Break Bread with Brad Brunch

This past Saturday I had a wonderful time at the Break Bread with Brad Brunch in DC. I met some great folks and got to see Mike and Dineen (whom I only tend to see in when I travel) and now that Brad has posted photos and links I really can tie the faces and names (and URLs). I will post the few photos I have in a day or so. I deeply appreciate Brad putting this together.

June 10, 2002

Shh quiet

Again, things will be quite around here for a few days. It has to do with buying things not for sale and writing.

June 2, 2002


I have been sleeping a lot lately, partly due to allergies I think. Yesterday the humidity was up, which helps the allergies a lot, but today was really bad.

June 1, 2002

Lighting summer

To me summer begins on the first warm humid evening when you see the first firefly of the season. Tonight summer began. Not only did we see our first firefly, but we gave one a ride for a few miles on the windshield wiper. Every now and then the firefly would light up to let us know it was still there. Ah, summer.

May 27, 2002

Prepare for turbulance

Things may be a little bumpy around here at for a few days.

May 24, 2002

K-shirt day

Hmmm, Friday. Yes it is Kuro5hin t-shirt day. Thanks Rusty and Chris.

May 20, 2002

Rough travel

Home. Travelling was rough this trip, but worth the break. I have flown on five or six times since September and this was the first one that was just horriffic. It could have been the airline, I just don't know. My trip home I did not miss a flight, which is a good thing, but there was surly flight attendants and negative leg room. I am sure it will be better on my next trip, which will be the end of June.

May 12, 2002

It was a good weekend. Joy and I babysat this weekend. It was a good step away from the computer and from work (for the most part). The nephews (5 years old twins) asked how I got a bald spot, I told them I sneezed really hard one day and my hair just fell out. They came home and told this to Joy. It seems I am Calvin's dad, oh poor confused children of the future.

May 10, 2002

What a week

This is one week I am glad is over. This week was tough and bizarre to say the least. Today was too fitting for a Friday, particularly this week. Things may be quiet here this weekend as we tend to the neice and nephews.

May 8, 2002

Strange day

Today was a very strange day. Things happen quickly and you react, sometimes you are incredibly surprised what happens in split seconds, then minutes.

May 4, 2002


As the day passes it looks more and more like I may have time for the side projects I have going.

April 25, 2002

A good win

Today there was some good new. The contract I work on today was finally awarded to the teamed companies I was working on the proposal for. This means there is the possibility I could be working at the same place for the next 10 years. This is good news.

April 18, 2002

Things around here have been insanely hot. Our apartment was above 85 degrees all night. Joy could not take it any longer and drove to work at 3:30 to get a/c (she counted 27 stop lights from home to work and only 9 minutes of driving with nearly all of them flashing yellow). I got up for a while, but finally the need for sleep dug in.

April 16, 2002

It is damn hot in the Washington, DC area. Joy just took our one fan to the back of the apartment to get a breeze blowing in the bedroom. Now it is insanely hot in the family room with a hot TiBook in my lap. Time for bed me thinks. (We live in an older building that turns on the central a/c on in mid-May)

March 22, 2002

I am really enjoying my new cell phone. However it is the first phone in a long time that I really needed to learn the keylock. Not only does the phone dial easily, but the speakerphone is quite loud. I had my phone tucked away in my bag, which would believe one to believe that the loud walkie talkie sounds ("please hang up and dial again" and other gems) were from some idiot's phone or the custodial services. Nope they were from me. I have learned to easily operate the keypad lock, which also saves my pockets from talking to me.

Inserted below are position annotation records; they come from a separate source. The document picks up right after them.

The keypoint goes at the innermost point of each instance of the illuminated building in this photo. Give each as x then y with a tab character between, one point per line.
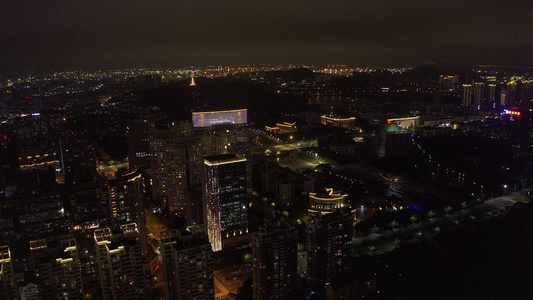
467	95
335	121
139	143
275	261
7	280
210	118
351	287
120	264
57	268
126	205
492	93
329	246
478	93
284	127
326	202
29	291
226	198
192	263
168	163
78	161
406	123
84	234
187	262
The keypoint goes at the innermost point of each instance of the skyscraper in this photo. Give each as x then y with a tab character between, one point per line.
226	198
126	204
491	93
478	93
57	269
192	262
329	239
120	263
275	261
139	143
168	162
7	281
467	95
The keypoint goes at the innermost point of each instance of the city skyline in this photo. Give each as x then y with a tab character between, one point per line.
98	34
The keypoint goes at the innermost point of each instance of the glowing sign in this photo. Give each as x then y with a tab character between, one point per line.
511	112
209	118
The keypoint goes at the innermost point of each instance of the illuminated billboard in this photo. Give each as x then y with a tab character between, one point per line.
210	118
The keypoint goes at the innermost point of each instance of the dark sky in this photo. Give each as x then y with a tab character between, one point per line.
43	34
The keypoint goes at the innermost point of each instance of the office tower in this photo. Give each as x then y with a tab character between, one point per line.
329	239
84	234
275	261
512	94
127	205
7	282
168	239
57	268
192	264
120	263
187	262
467	95
226	198
491	93
243	149
503	98
139	143
78	161
168	162
478	93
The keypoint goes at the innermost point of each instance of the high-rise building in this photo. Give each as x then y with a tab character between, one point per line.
78	161
275	261
329	246
168	162
478	93
7	281
491	93
187	261
192	262
84	234
226	198
57	269
120	263
467	95
139	143
126	205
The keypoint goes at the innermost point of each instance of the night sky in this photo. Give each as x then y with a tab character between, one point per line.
44	34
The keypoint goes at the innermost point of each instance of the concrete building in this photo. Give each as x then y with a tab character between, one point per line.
57	268
120	263
226	198
7	281
275	261
329	246
467	95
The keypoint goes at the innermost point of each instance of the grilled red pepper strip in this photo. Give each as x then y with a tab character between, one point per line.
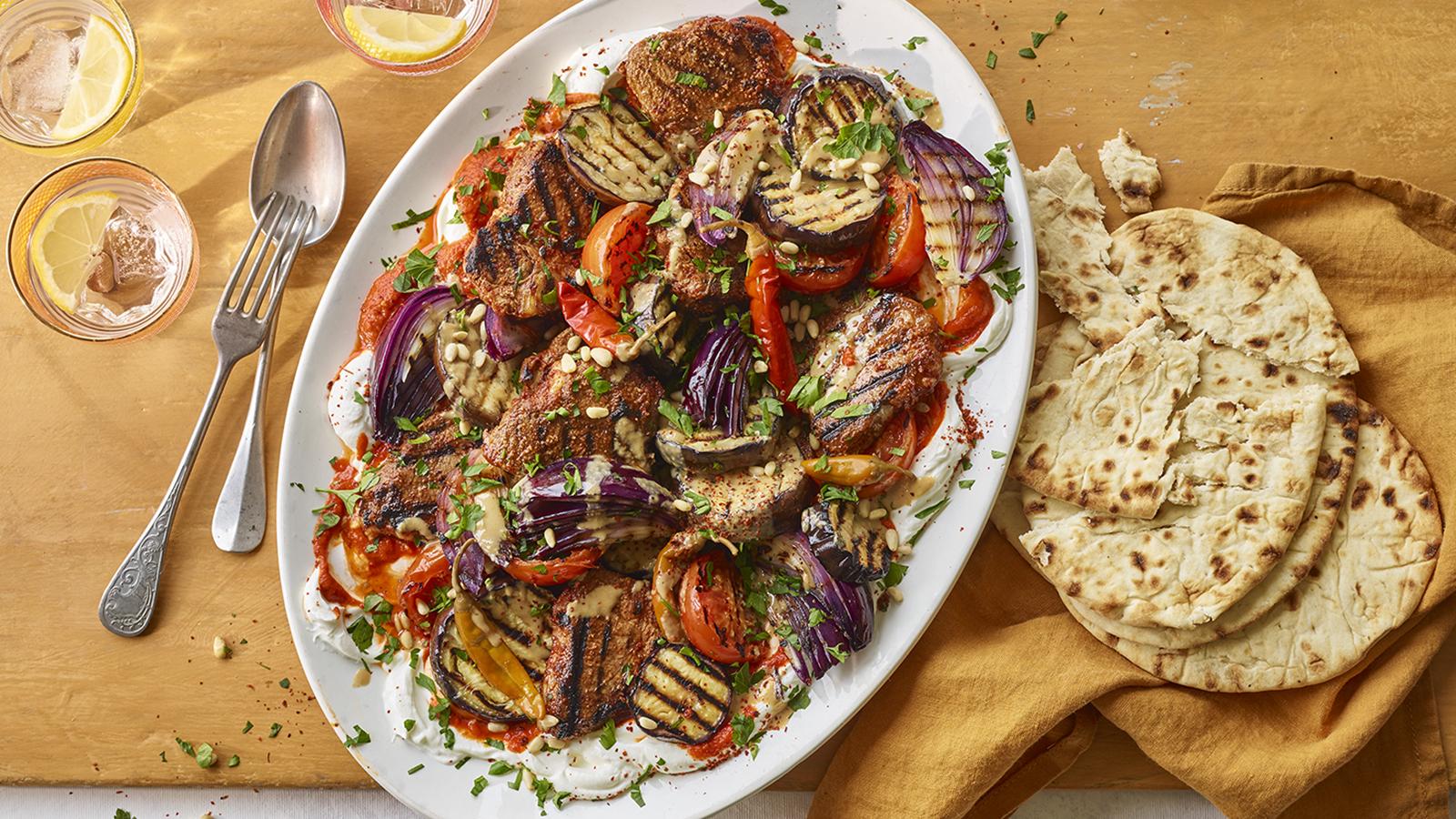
768	324
590	319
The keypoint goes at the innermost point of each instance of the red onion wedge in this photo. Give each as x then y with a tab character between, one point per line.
963	235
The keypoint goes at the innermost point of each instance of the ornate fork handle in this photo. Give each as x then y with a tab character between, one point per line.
130	598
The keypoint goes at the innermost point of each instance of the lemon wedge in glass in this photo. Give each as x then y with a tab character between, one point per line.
66	239
393	35
102	77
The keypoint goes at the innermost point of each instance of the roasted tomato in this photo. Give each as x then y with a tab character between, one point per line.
613	248
711	603
553	571
899	247
820	273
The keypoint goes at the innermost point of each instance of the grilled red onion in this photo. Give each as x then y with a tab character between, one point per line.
718	380
589	501
404	385
956	228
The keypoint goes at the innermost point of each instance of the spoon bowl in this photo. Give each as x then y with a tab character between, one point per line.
300	153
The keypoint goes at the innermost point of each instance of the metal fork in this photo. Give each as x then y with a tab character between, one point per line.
239	327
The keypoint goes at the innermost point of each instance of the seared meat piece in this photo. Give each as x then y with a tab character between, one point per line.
531	238
679	77
404	489
695	270
602	630
551	419
874	359
747	506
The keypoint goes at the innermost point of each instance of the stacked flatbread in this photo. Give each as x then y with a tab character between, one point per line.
1194	474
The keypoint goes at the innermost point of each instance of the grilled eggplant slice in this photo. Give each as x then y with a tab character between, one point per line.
612	152
460	681
827	102
849	547
817	215
672	337
477	385
718	453
682	695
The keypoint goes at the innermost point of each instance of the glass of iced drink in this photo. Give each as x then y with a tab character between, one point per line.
101	249
70	73
410	36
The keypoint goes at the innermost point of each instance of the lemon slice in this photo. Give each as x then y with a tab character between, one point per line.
66	239
102	76
392	35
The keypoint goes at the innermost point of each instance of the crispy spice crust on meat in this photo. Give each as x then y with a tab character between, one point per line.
885	353
593	654
528	433
402	491
743	65
531	241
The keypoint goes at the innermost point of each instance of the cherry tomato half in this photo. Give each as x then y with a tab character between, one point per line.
820	273
899	247
613	248
553	571
711	603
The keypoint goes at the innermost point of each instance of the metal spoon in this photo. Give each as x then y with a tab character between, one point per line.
300	152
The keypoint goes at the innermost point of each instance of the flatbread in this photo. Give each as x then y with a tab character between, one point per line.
1238	286
1072	247
1132	174
1099	438
1366	583
1244	477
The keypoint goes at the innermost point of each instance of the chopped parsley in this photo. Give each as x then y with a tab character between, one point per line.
411	217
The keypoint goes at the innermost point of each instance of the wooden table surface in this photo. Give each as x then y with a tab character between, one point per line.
94	431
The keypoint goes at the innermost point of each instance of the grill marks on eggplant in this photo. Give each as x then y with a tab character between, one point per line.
550	420
820	215
405	489
602	630
885	356
531	238
615	155
686	697
740	62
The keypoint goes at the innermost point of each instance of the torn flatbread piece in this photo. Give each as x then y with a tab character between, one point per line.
1365	584
1198	559
1238	286
1101	438
1132	174
1072	252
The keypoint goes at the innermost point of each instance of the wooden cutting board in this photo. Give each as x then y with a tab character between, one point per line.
92	433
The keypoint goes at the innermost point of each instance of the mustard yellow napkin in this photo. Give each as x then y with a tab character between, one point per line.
989	707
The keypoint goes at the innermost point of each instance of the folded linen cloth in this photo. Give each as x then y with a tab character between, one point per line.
992	703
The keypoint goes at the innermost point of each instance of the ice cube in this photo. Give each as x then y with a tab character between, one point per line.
137	259
40	66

We finally saw a beautiful mind this evening. I rather liked the movie, but it was not as deep as I thought it was going to be. Yes, I am a wee bit behind in my movie watching. I tend to lean on the computer, Internet, books, and magazines for entertainment.

March 21, 2002

A forced break in the comment tool development. I may be able to catch up on some e-mail and get a good night sleep.

March 4, 2002

Temp today was 100 this morning. Went to work (a day I did not want to miss). Went to the doctor late in the afternoon. Temp was perfectly normal. Came home napped. Temp now 101.4. I give up. I did get anti-biotics to kill the bug and to keep my from having a Shiner in Austin. Good night.

March 3, 2002

Happy Birthday Joy, the love of my life.

March 2, 2002

It finally caught up, allergies and being worn down have had me largely flat on my back today. The usual errands were not a joy and the Hoya's last game this season (it was sad too to say good bye for a few months to those in the seats around us, but I did snag a free t-shirt). I have been trying to rest up for tomorrow and get better for the week and SXSW, which is followed by ASIS.

February 28, 2002

Can I tell you how ready for sleep I am? This week included the approach of an ISO audit at work, end of the month usual stuff, tons of paperwork for work and home, spending time with my wonderful parents that were in town (although they stayed in a private club/hotel that lost them when I was trying to meet them for dinner), realized I could not find my running shoes I liked (hello Adidas for home delivery), figured out that the ASIS IA Summit is largely on a weekend that I have not away and close by in Baltimore (hello I am now going), finally got tired of my cell phone and its poor battery life and my non-national call plan for that phone that put me back more than $300 while stuck in SF around Sept. 11 (vavoom a new phone and a national plan, which includes e-mail, text messaging, and Web and a much longer battery life), and allergy season beginning. I also realized I leave for Austin a week from tomorrow.

February 18, 2002

I have posted a quick photo journal of this recent trip to NYC. The slide show is a presentation built with PB's SnapGallery. The images were cleaned-up and reduced in PhotoShop prior to moving them in to the SnapGallery. I found SnapGallery very quick and easy to use. I have a strong feeling I will be playing with it some more.

February 17, 2002

The New York City log goes a little something like this... We did the obligatory trip to Tal Bagels on First Ave to fuel up on my favorite bagels. Saturday I was able to knock out much of the computer set-up, but I had a feeling early on (Wednesday or Thursday) that I would need cables. We needed longer phone cord, but also when looking for a monitor stand that one can slide a keyboard under. The cords were no problem, but the stand was another issue. We went trekking through the mid-50s on the Eastside up into the mid-60s trying everyplace I had remembered seeing the stands. But, we got one of two answers 1) sorry we stopped carrying that a year ago, or 2) sorry we stopped carrying that four to six months ago.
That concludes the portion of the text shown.